Her father developed colon cancer a few years later. Although both of us got the same scholarship and had the same grades, she deferred going to university because she had to work to provide for her family. She eventually went back to university after her dad passed away, 3 years later than us her contemporaries.
Recently we met in Brisbane and had long talks. She revealed that after all these years, she finally managed to be free and forgave her dad. She was not angry about the gambling but was angry that he was not there to be a dad and had left her to fend for herself and the family. She felt that these were her inadequacies. Her love for him never wavered.
Thank you Anas for sharing and giving.

Naziehah said...

What a touching entry. Thank you for opening my eye to the woes that I never experienced. I pray for strength and happiness to you and all that face the same challenges.

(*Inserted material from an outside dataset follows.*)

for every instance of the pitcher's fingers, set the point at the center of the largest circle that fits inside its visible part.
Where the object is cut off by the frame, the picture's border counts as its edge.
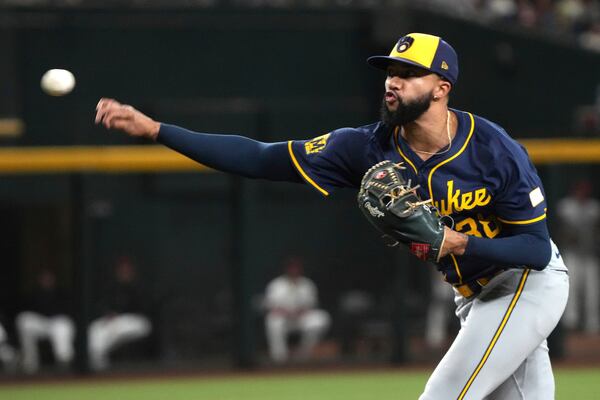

A quote I found yesterday, 'If God brings you To it, He will bring you Through it' - Insha-Allah.

pah nur said...

The last writing that brought tears to my eyes was from Kathy Lette's "How to kill your husband (and other useful household hints). And now this. (But of coz I read mostly the boring stuff about life cycle of fungus and how to dope people out of their misery...nothing to cry about).

If you continue writing from your heart, which clearly what this piece is, it's okay for you to leave your day job :->

Truly a moving piece of writing and I can "bet my bottom ringgit" that it must have not been easy for you to write what you just wrote. (Unfortunately, I don't even "bet"). For that, I thank you for sharing.....

P/S you are an example of a person who determines his own destiny, learning from bad experiences to strive for a better outcome. If I were you, I'd go in front of the mirror and kiss yourself

Anonymous said...

Hi Anas,
Many children suffered because of the gambling habits of their parents. The worst thing is there is no help available any where for these children. For the few lucky one like you that did managed not to let it affect their life there are equal if not more that were unfortunate enough to suffer with no help in sight ( both physically and emotionally ).
I myself am a victim of such parents - I have a compulsive gambler mum that live and breath genting. Although I now have my own family the problem has not gone away, the emotional torture continues. I cry for myself and the many children caught in the web of legalized gambling in Malaysia.